The Tavistock people absolutely lavish the players with every conceivable perk and luxury, up to and including the now-iconic helicopter rides back and forth between the two clubs:


...which is pretty cool, I have to admit.  (Photo credit: Getty Images)

In an effort to provide these elite players with a relaxed, collegial environment, Tavistock insists upon no cell phones or cameras anywhere on the property.  It’s printed on the badges, in the programs, and on the pairing sheets.  One cannot miss it.
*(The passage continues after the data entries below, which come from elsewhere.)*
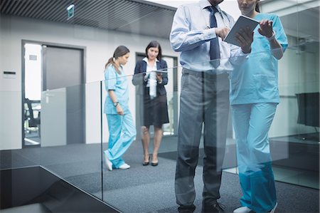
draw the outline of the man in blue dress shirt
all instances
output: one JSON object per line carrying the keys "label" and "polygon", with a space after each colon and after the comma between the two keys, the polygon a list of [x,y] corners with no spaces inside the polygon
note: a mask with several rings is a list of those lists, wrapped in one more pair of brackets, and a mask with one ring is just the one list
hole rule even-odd
{"label": "man in blue dress shirt", "polygon": [[253,40],[252,33],[243,29],[237,36],[240,48],[223,41],[234,24],[233,18],[218,6],[223,1],[201,0],[181,6],[170,35],[173,49],[181,52],[183,67],[175,178],[180,212],[196,209],[193,178],[203,123],[202,212],[223,212],[217,199],[229,114],[228,73],[246,60]]}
Yet, this crowd being what it is, everybody ignores that policy and brings cell phones and/or cameras.  Fortunately, the marshalls who work the course aren’t naive, especially the ones who walk with Tiger’s group.  They know full well that a snapshot of Tiger at close range would be worth the risk of flaunting Tavistock’s policy, and they also know that seeing Stevie throw a well-heeled patron into Lake Nona might speak ill of the event.

So every time Tiger stepped onto a tee box yesterday, the marshall would step forward and announce loudly, “Please put down all cell phones and cameras.”  In fact, he said it at least twice.  In other words: please put away the cell phones and cameras that we ordered you not to bring, lest Tiger and his caddie become irate. 
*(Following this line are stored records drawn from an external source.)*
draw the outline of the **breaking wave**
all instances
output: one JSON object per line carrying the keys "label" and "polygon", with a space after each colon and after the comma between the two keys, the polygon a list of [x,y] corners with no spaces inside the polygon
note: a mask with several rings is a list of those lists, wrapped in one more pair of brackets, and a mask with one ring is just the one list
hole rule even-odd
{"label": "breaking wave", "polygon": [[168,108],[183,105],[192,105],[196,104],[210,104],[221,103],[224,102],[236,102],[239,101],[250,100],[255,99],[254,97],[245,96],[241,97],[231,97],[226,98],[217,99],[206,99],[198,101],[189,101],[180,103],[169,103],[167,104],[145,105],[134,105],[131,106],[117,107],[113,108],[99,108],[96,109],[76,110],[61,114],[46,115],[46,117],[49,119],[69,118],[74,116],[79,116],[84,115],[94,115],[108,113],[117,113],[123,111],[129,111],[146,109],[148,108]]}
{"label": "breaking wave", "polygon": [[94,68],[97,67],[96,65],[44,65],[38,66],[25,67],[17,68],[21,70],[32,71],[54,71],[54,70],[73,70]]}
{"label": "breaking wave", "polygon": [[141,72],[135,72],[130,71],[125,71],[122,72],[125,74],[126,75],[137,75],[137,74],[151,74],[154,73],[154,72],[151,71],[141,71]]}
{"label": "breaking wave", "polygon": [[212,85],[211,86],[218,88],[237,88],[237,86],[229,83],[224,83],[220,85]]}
First thing I thought of when I heard that?  Lt. Daniel Kaffee nailing Col. Jessep to the wall: “If you gave an order that Santiago wasn’t to be touched, and your orders are always followed, then why would he be in danger?  Why would it be necessary to transfer him off the base?”

This is how my mind works, by the way.  My wife reeeeeeeeeaaallly hates watching movies with me.
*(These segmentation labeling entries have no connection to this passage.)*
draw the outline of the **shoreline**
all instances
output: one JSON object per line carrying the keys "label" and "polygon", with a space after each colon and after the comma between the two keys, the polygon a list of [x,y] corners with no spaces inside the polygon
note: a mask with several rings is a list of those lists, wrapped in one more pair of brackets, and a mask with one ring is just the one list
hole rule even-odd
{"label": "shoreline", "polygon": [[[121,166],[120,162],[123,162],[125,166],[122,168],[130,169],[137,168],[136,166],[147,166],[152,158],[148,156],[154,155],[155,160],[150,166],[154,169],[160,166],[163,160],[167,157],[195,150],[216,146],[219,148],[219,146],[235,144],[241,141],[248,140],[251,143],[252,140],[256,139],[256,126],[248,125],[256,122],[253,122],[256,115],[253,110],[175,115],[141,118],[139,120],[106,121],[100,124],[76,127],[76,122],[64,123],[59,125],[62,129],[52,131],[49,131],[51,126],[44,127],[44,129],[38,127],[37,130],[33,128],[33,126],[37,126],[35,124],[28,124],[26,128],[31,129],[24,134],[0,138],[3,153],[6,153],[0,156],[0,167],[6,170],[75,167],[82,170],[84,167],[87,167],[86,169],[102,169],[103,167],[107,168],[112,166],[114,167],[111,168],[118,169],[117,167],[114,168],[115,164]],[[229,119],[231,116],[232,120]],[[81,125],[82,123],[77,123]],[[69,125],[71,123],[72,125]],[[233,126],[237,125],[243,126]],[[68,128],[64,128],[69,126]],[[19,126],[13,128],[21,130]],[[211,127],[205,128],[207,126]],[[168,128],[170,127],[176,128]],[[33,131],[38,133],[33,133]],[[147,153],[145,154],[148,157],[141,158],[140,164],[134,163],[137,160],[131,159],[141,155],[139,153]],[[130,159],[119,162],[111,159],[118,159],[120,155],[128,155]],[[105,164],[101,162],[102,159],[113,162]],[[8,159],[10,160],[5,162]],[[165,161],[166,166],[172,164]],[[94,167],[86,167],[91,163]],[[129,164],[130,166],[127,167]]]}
Anyway, seeing Tiger up close is pretty fascinating, especially in relation to all of the other star players in close proximity.  Every eye on the golf course is fixed on Woods, and he’s got to know it.  So, too, do the other players, who I think secretly enjoy the fact that he’s there to divert the attention.  What struck me the most, other than the ridiculous skill level of every player in the event, is the ‘normalcy’ of Woods while in the company of fellow pros. 

On that same tee where I had to step back to avoid a Nike driver to the noggin, Woods and Charles Howell III were discussing how long it would take them to finish the round (they had a long wait on the tee, as the 14th at Nona is a drivable par-4).  Apparently, their over/under on completing the round had been set at 5:45pm; it being about 3:45 in the afternoon at the time, and with only 5 holes to go, Woods was convinced that his selection (the under) was a mortal lock.  Apparently, Woods had somewhere he was supposed to be later that evening.

(There may or may not have been actual money riding on this over/under; I couldn’t gather from their conversation if this was just for fun or if they had actually put a bet on it.  It wouldn’t surprise me at all if there was actual coin on the line.  Tour pros are notorious for betting on anything and everything during practice rounds, and the rumor out there yesterday was that the unofficial handle between players, while not approaching the ‘official’ $3.5 million purse, was plenty big enough.  But that’s just (ahem) a rumor.)

As the 5:45 over/under discussion heated up, Howell turned to Woods and said, “Pards, you’re toast.”  He then promised to take 30 minutes over every tee shot from that point forward and grind over every putt like it was Sunday at Augusta.  Tiger cracked up.  It was the kind of needling that you and I would do during a Sunday afternoon round at the local muni, up to and including the speculation on whether or not we’d be home in time for dinner (and avoid the evil eye from the missus).

It was just guys playing golf.  Only it wasn’t just guys, it was Tiger Freaking Woods and Charles Howell III, two professionals whose combined career earnings exceed $120 million (that’s mostly Tiger).  The fact that all of this occurred within earshot of civilians like me and my two golf buddies in attendance is what makes the Tavistock Cup so unique.  I guess you had to be there.  I’m glad I was.